Ahab loves Fatima, which apparently does not sit too well with the Sultan, whose appearance prompts an escape attempt, which does succeed, because Clyde was the fastest camel in the desert, and they "lived happily ever after" (the original single version was edited and does not mention the escape attempt at all, instead ending the song with Fatima saying, "Crazy, baby!").

== In Stevens' career ==
It followed "Jeremiah Peabody's Polyunsaturated Quick-Dissolving Fast-Acting Pleasant-Tasting Green and Purple Pills", becoming his second top 40 hit. It reached number five on Billboard's Hot 100 and number nine on the Billboard R&B chart. It remains one of the best-selling records of Stevens' career. Stevens has recorded the song at least three times and there have also been edited versions. Along with "The Streak", it was one of Stevens' biggest hits and contributed greatly to his popularity.

A later song by Stevens, a Christmas novelty number called "Santa Claus Is Watching You", features a "cameo" by Clyde. The intrepid camel is pressed into service in place of Rudolph the Red-Nosed Reindeer (in different recordings of the song, the famous reindeer's reason for being absent alternates between "He's on a stakeout at your house" or being "all stove up in the hospital" after injuring himself during "a twist contest"). The song also repeats the "Ahab the Arab" schtick of reciting a random list of objects, in this case gifts for "all the good little girls and boys."

Stevens has said that Clyde the camel was named after rhythm-and-blues singer Clyde McPhatter, formerly the lead singer of The Drifters. Clyde is arguably the most memorable character of the song, due to Stevens' exaggerated imitation of a camel's braying vocalization. Clyde has become something of a mascot for Stevens, and for several years in the late 1990s and early 2000s the artist released albums and video entertainment under the label Clyde Records (complete with camel-shaped logo). Clyde Records continues to be the outlet for a lot of contemporary material from Stevens.

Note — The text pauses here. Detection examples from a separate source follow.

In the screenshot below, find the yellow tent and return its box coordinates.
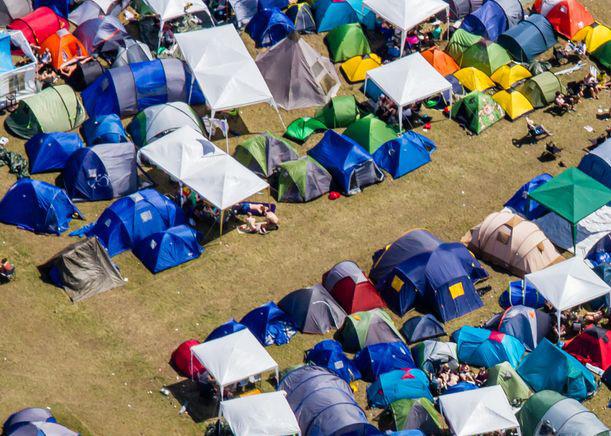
[454,67,494,91]
[492,90,534,121]
[573,23,611,53]
[340,53,382,82]
[490,65,532,89]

Stevens' music publishing company was once named Ahab Music Inc. before he changed its name in 1977 to Ray Stevens Music. His publishing company is affiliated with BMI.

==Chart history==

===Weekly charts===

| Chart (1962) | Peak position |
|---|---|
| Australia | 7 |
| New Zealand (Lever Hit Parade) | 3 |
| U.S. Billboard Hot 100 | 5 |
| U.S. Billboard Hot R&B Sides | 9 |
| U.S. Cash Box Top 100 | 2 |

===Year-end charts===

| Chart (1962) | Rank |
|---|---|
| U.S. Billboard Hot 100 | 61 |
| U.S. Cash Box | 80 |

== Other versions ==
- Stevens re-recorded the song for his 1969 album Gitarzan and again for the song's music video in 1995.
- A cover version of Stevens' song was released in July 1962 by Jimmy Savile, backed by the English pop group The Tremeloes, featuring Brian Poole.
- Kinky Friedman recorded the song for his 1977 album Lasso from El Paso.
- Cledus T. Judd covered the song in his 2007 album Boogity, Boogity – A Tribute to the Comedic Genius of Ray Stevens.